La réponse française a vocation à être fraternelle et humaniste, avec un universalisme qui ne reconnaît que des individus et non des associations ou des communautés. Nous ne devons pas céder à tout ce qui peut faire entrer notre pays dans l’ère de l’identitarisme ou du communautarisme. C’est en se rendant à l’étranger que l’on prend conscience de cette forme de concorde et de paix sociale que ce modèle universaliste nous offre.

Au-delà de l’aspect symbolique, que changerait vraiment cette constitutionnalisation ?

Cela permettrait de bâtir une défense laïque plus efficace. D’abord, les adversaires de la loi de 1905 ne s’attaqueraient plus seulement à un texte, mais à un principe constitutionnel ; cela n’aurait pas la même implication. Ensuite, cela pourrait impulser une réflexion plus large sur les manières de défendre la laïcité, que ce soit, par exemple, par la création d’un défenseur de la laïcité ou d’un ministère dédié.

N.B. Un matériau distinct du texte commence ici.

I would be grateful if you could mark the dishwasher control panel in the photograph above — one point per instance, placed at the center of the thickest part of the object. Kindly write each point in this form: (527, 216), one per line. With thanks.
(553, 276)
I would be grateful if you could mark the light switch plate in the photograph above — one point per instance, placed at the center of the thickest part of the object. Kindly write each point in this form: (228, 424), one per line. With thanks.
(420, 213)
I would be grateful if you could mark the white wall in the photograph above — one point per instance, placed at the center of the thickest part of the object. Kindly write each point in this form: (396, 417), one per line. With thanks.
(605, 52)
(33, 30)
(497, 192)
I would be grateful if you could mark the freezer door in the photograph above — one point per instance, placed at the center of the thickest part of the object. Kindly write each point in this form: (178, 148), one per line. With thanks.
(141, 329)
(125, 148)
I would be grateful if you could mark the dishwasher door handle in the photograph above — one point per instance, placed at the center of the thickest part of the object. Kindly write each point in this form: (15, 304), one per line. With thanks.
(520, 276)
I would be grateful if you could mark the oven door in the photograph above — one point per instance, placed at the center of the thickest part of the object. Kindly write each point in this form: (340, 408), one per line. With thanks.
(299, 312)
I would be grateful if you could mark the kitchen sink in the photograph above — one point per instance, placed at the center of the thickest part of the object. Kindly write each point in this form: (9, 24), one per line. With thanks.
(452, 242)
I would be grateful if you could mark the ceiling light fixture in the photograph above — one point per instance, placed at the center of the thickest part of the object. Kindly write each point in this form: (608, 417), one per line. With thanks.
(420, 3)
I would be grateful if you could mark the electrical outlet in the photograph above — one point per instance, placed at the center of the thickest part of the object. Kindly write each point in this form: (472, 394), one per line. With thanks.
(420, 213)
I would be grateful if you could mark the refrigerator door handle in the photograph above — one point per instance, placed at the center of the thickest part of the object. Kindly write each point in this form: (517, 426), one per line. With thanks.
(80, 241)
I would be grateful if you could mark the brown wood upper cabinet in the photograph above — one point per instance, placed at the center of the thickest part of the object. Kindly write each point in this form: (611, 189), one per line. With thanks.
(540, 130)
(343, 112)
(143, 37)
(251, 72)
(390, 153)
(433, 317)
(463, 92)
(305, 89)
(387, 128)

La laïcité ne peut pas être un principe que l’on ressort seulement de manière défensive autour de telle ou telle actualité. Plus largement, nous devons prendre conscience des menaces qui pèsent au niveau international sur la liberté de conscience. Lorsque, dans des universités américaines, des scientifiques sont interdits de prononcer certains mots, on entre dans quelque chose de très dangereux.

Je ne suis pas sûr que François Bayrou soit le meilleur défenseur de la laïcité.

Dans les faits, la liberté de conscience n’est-elle pas déjà constitutionnellement garantie ?

Tout ce qui n’est pas écrit n’est pas dit. Il faut faire preuve d’une grande prudence quand on sait combien les interprétations du droit peuvent varier.

Cette proposition aurait-elle un impact sur le concordat en vigueur en Alsace-Moselle ?

Cette constitutionnalisation remettrait certainement en cause les régimes dérogatoires.

Dans le contexte politique très instable, cette initiative a-t-elle vraiment une chance d’aboutir ?

L’objet de cet appel est justement d’obliger chaque force politique à prendre position et à assumer son choix. Tout le monde se drape derrière la laïcité, mais là, une proposition concrète est sur la table. J’ajoute que nous ne sommes pas les premiers à aborder la constitutionnalisation de la loi de 1905. Même un ancien président de la République l’avait proposée et n’était pas allé jusqu’au bout… Et puis, dans l’histoire, combien de fois des idées que nous pensions infaisables ont-elles finalement abouti ? Si ses défenseurs avaient été défaitistes, la République elle-même n’aurait jamais vu le jour !

Pour l’instant, le Premier ministre n’a pas souhaité nous recevoir. Cela donne une première indication. Par ailleurs, sur la fin de vie, nous avons le sentiment que tout est fait pour que ce dossier, auquel les Français sont très attachés, n’aboutisse pas. Des raisons de conscience ou de religion ne sont peut-être pas étrangères à cela… Tout comme le président de la République, dont on attend encore un véritable discours sur le sujet, je ne suis pas sûr que François Bayrou soit le meilleur défenseur de la laïcité.